Lisboa, 18 out 2018 (Ecclesia) – O candidato do PSL à presidência do Brasil, Jair Bolsonaro, encontrou-se esta quarta-feira com o arcebispo do Rio de Janeiro, cardeal Orani Tempesta, e afirmou ter assinado um compromisso para a valorização da família.

“Vim muito mais para ouvi-lo do que para falar. Assinamos um compromisso em defesa da família, em defesa da inocência da criança na sala de aula, em defesa da liberdade das religiões, contrário ao aborto, contrário à legalização das drogas, ou seja, um compromisso que está no coração de todo brasileiro de bem”, disse Bolsonoro aos jornalistas, diante do cardeal, na sede da arquidiocese brasileira.

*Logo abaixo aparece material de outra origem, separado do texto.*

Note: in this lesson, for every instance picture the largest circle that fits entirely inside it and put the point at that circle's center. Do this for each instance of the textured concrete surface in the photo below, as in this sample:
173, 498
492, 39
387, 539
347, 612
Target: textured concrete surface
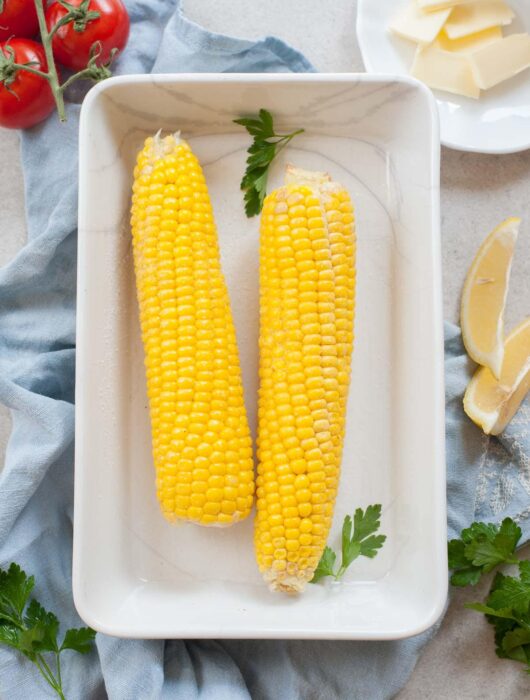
477, 193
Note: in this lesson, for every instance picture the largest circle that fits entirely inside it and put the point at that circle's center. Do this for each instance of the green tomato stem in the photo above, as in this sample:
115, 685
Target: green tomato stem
29, 69
53, 76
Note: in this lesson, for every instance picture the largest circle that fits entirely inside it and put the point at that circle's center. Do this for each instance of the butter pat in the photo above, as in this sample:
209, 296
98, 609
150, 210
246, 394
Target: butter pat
476, 16
497, 62
414, 24
469, 43
430, 5
445, 70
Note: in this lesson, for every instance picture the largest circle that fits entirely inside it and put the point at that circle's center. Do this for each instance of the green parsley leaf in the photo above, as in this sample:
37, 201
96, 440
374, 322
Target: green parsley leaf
357, 540
37, 618
15, 589
32, 630
325, 566
481, 548
510, 592
261, 153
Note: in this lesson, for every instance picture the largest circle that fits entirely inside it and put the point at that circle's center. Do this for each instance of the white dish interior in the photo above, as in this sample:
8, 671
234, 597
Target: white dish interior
134, 574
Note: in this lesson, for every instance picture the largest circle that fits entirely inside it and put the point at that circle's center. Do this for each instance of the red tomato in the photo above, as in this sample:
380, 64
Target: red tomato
111, 28
18, 18
27, 99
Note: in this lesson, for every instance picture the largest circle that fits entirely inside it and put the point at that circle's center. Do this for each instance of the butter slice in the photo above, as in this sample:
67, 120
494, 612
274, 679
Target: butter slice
469, 43
445, 70
497, 62
431, 5
414, 24
477, 16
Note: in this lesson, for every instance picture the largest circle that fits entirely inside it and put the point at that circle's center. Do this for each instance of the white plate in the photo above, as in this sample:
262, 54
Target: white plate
497, 123
134, 574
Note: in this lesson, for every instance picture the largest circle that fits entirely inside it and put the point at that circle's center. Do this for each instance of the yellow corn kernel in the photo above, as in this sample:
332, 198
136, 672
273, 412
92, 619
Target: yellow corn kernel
307, 300
201, 440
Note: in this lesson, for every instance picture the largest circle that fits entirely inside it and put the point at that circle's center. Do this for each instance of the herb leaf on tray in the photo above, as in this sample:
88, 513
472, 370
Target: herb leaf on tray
261, 153
358, 540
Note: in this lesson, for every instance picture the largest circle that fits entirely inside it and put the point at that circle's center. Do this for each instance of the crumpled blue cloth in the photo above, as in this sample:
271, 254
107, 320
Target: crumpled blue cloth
487, 478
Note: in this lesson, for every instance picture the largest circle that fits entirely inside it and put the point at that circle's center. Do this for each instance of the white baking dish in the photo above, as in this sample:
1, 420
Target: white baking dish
134, 574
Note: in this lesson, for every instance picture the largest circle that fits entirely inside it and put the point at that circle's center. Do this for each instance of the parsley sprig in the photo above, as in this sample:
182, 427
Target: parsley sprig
32, 630
481, 548
265, 147
358, 540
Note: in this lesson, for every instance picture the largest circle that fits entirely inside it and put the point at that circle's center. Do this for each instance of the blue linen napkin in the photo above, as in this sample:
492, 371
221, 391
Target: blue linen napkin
487, 478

Na última semana, o secretário-geral da Conferência Nacional dos Bispos do Brasil (CNBB), D. Leonardo Steiner, tinha recebido, na sede da entidade, em Brasília, o candidato do PT, Fernando Haddad.

Em nota pública, emitida após a reunião, o secretário-geral refere que abordou com o candidato assuntos que preocupam os bispos do Brasil, como “a não legalização do aborto”, “a defesa da democracia” e “o combate rigoroso à corrupção”.

D. Leonardo Steiner realça que a CNBB é uma “instituição aberta ao diálogo com pessoas e grupos da sociedade brasileira”, pelo que é comum, em período eleitoral, que “candidatos de diversos partidos e grupos políticos solicitem agenda e sejam recebidos pela entidade”.

O responsável também apresentou a Fernando Haddad o trabalho realizado pela CNBB durante a Campanha da Fraternidade deste ano, que “tratou de forma profunda a mobilização pela superação da violência”.

A página da CNBB tem publicado artigos de opinião de vários bispos, sobre as eleições presidenciais.

O arcebispo de Belo Horizonte, D. Walmor Oliveira de Azevedo, sustenta que “os governos não devem estar a serviço de interesses específicos, pouco nobres, mas de toda a coletividade, especialmente dos mais pobres”.

D. Reginaldo Andrietta, bispo de Jales, fala num “clima de muitíssima agressividade, provocado sobretudo pela ingerência de grandes poderes económicos e mediáticos na vida política, que utilizam mecanismos de manipulação ideológica”.

Esta segunda-feira, as Pastorais Sociais da Igreja Católica no Brasil lançaram um comunicado conjunto sobre a segunda volta das eleições presidenciais, a 28 de outubro, apelando à “preservação do Estado Democrático”.

Os vários organismos alertam para a possibilidade de eleição de “um governo que pretende militarizar as instituições, garantir impunidade aos abusos policiais, armar a população civil e reduzir ou cortar programas de direitos humanos e sociais”.